Oggi ha ancora seguaci, sebbene sembra essere ormai in minoranza. Può essere così riassunta:
- Il greco di Calabria è più simile al greco moderno che non al greco antico;
- Come già accennato nella prima parte di questa storia linguistica, Morosi riteneva impossibile che il greco fosse sopravvissuto (a lungo) al latino dopo la conquista romana;
- A far rinascere la lingua greca in Calabria sarebbero state in buona parte forti immigrazioni di grecofoni, in special modo nel periodo compreso tra l’ascesa al trono dell’imperatore Basilio I (867) e lo Scisma d’Oriente (1054).

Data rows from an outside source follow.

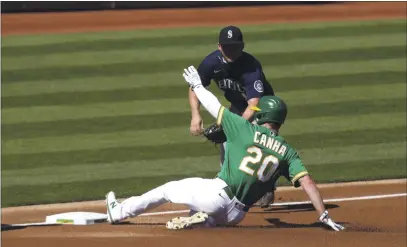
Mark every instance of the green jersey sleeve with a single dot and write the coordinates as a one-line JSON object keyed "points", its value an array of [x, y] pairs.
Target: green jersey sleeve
{"points": [[233, 125], [296, 168]]}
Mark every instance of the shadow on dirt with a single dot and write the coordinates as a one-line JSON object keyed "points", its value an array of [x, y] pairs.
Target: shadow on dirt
{"points": [[293, 208], [138, 224], [7, 227], [277, 223]]}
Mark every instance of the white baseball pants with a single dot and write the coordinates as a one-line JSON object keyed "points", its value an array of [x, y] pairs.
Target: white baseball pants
{"points": [[200, 195]]}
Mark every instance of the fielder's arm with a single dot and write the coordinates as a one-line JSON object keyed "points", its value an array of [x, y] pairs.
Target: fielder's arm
{"points": [[308, 185], [206, 98], [249, 112], [194, 103]]}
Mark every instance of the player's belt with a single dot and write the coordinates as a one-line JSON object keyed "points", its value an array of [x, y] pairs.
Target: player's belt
{"points": [[230, 194]]}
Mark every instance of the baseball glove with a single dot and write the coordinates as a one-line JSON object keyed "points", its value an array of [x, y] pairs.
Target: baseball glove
{"points": [[215, 134]]}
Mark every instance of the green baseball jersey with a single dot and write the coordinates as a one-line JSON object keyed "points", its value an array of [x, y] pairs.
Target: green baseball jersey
{"points": [[255, 158]]}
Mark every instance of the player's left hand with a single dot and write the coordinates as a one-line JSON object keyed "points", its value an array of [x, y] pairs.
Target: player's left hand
{"points": [[192, 77], [329, 222]]}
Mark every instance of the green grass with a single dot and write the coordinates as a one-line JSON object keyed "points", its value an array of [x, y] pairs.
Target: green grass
{"points": [[86, 113]]}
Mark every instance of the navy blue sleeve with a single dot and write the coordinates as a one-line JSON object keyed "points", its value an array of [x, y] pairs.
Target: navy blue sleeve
{"points": [[253, 81], [205, 72]]}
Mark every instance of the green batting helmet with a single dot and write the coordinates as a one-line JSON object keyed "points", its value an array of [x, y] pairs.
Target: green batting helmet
{"points": [[271, 109]]}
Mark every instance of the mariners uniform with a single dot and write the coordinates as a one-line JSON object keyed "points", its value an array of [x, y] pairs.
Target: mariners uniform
{"points": [[240, 81]]}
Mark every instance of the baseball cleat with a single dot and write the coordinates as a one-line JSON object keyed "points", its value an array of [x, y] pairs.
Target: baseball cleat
{"points": [[179, 223], [113, 208]]}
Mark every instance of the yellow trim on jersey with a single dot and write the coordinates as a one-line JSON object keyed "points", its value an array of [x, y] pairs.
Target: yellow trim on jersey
{"points": [[220, 115], [255, 108], [298, 176]]}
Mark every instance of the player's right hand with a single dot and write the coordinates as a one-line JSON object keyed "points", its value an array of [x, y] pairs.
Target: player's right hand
{"points": [[192, 77], [196, 127], [329, 222]]}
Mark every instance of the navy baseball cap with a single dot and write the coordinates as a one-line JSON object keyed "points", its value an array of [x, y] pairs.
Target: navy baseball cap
{"points": [[230, 35]]}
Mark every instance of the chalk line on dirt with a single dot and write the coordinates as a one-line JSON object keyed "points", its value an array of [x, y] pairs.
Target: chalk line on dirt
{"points": [[343, 199], [69, 205]]}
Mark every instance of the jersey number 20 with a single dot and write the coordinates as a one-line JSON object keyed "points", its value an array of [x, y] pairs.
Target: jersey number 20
{"points": [[256, 160]]}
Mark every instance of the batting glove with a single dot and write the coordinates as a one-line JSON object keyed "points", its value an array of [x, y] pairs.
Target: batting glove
{"points": [[329, 222], [192, 77]]}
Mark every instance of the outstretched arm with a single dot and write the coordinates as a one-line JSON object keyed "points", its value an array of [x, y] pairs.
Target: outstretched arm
{"points": [[309, 186], [207, 99], [196, 126]]}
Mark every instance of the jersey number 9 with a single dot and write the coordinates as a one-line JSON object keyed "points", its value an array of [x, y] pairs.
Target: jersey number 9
{"points": [[258, 160]]}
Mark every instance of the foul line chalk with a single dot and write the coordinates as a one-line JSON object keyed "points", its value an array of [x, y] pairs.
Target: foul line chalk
{"points": [[359, 198]]}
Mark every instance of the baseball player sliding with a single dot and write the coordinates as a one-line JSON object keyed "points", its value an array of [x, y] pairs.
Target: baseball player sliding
{"points": [[256, 155], [240, 76]]}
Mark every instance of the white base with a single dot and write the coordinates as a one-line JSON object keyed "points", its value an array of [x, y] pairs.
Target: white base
{"points": [[76, 218]]}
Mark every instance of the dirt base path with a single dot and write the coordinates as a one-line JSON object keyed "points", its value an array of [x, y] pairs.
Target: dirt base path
{"points": [[378, 222], [134, 19]]}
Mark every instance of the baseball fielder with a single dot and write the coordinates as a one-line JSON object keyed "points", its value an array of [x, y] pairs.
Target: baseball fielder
{"points": [[240, 76], [256, 155]]}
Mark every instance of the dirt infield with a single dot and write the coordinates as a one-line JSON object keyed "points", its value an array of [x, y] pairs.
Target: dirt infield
{"points": [[134, 19], [379, 222]]}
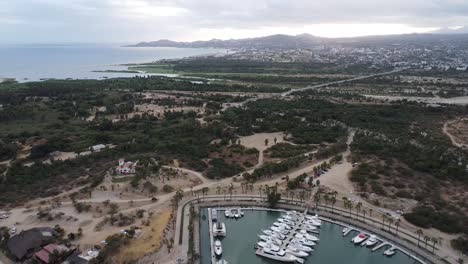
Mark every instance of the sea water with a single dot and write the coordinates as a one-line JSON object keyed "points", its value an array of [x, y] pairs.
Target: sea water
{"points": [[80, 61], [333, 248]]}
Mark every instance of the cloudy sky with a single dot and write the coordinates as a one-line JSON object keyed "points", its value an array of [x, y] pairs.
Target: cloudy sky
{"points": [[144, 20]]}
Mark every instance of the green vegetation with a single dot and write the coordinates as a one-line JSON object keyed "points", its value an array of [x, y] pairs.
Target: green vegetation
{"points": [[286, 150]]}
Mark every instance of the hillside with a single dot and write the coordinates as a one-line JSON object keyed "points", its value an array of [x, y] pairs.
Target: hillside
{"points": [[307, 41]]}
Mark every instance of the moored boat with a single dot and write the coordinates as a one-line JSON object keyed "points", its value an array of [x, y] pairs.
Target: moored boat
{"points": [[219, 229], [359, 238], [371, 241], [218, 248]]}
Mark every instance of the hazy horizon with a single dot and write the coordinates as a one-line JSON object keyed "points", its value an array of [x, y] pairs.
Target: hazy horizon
{"points": [[125, 21]]}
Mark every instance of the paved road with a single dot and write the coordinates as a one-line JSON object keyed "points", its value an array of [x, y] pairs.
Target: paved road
{"points": [[253, 99], [196, 173], [340, 82]]}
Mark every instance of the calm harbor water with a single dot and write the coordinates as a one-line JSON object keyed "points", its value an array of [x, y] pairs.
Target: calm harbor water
{"points": [[333, 248], [78, 61]]}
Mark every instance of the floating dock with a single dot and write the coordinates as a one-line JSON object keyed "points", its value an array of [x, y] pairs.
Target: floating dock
{"points": [[210, 225]]}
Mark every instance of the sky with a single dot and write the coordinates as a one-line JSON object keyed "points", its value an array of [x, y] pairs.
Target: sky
{"points": [[129, 21]]}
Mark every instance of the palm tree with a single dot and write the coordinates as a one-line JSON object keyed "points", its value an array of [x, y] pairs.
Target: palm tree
{"points": [[205, 191], [344, 199], [358, 209], [426, 239], [390, 222], [317, 198], [434, 240], [419, 232], [231, 188], [384, 218], [350, 207], [333, 202], [397, 224]]}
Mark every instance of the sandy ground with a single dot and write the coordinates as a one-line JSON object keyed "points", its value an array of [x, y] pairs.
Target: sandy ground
{"points": [[156, 110], [457, 131], [258, 140], [150, 240]]}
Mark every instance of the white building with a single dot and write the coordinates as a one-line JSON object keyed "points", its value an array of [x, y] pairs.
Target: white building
{"points": [[126, 167]]}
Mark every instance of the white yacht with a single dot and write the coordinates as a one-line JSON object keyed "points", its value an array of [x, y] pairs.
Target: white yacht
{"points": [[227, 214], [219, 229], [274, 234], [309, 227], [270, 239], [241, 212], [279, 230], [296, 252], [303, 241], [359, 238], [301, 247], [389, 252], [279, 256], [307, 236], [371, 241], [312, 223], [235, 213], [268, 245], [218, 248]]}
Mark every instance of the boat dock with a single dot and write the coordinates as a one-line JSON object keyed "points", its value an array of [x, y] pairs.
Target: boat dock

Tuttavia, la teoria del Morosi sembra presentare alcuni problemi:
- Come ha messo bene in evidenza ad esempio il linguista e grecista Franco Mosino (1932-2015), il greco di Calabria (così come ogni altra lingua) è composta da diverse stratificazioni; e, inoltre – fa notare ancora Mosino – , i contatti tra le due sponde dello Ionio non sono mai cessati fino al Cinquecento;
- Per quanto riguarda il secondo punto, nella prima parte della storia linguistica di Reggio si è già trattato della raccolta dell’archeologa Lucia D’Amore (Quasar, Roma, 2007);
- Sebbene sembri provato che gruppi di grecofoni emigrarono in Calabria nel VII secolo per sfuggire alla conquista araba (e che, sempre a causa di questa, gruppi di grecofoni siciliani abbia fatto lo stesso nel IX secolo) – la notizia della Cronaca di Monemvasia (IX sec.), secondo la quale gli abitanti di Patrasso si trasferirono a Reggio per sfuggire all’invasione slava della Grecia (VII sec.), è controversa – , tuttavia gli spostamenti di popolazioni (comuni in età bizantina) non incisero sulla lingua. Inoltre, a questo proposito, la già citata Von Falkenhausen mette in dubbio che le navi bizantine potessero ospitare grandi masse di popolazione.
Inoltre, da considerare ci sono anche altri due aspetti:
- Morosi e gli altri linguisti italiani che seguirono la sua teoria non erano esenti da considerazioni di tipo politico e nazionalistico. Affermare che il greco si sia parlato ininterrottamente in Calabria minava l’idea che la novella nazione italiana – che rivendicava la sua eredità romana – fosse interamente latina (anche se, per onestà intellettuale, bisogna dire che accuse di tipo politico, in sé, potrebbero essere mosse anche verso i linguisti greci: non c’è infatti nessun linguista greco che teorizzi l’origine bizantina del grecanico);
- Se il greco fosse davvero arrivato coi Bizantini, come mai non si svilupparono varietà greche anche in altre zone dell’Italia che a lungo furono bizantine?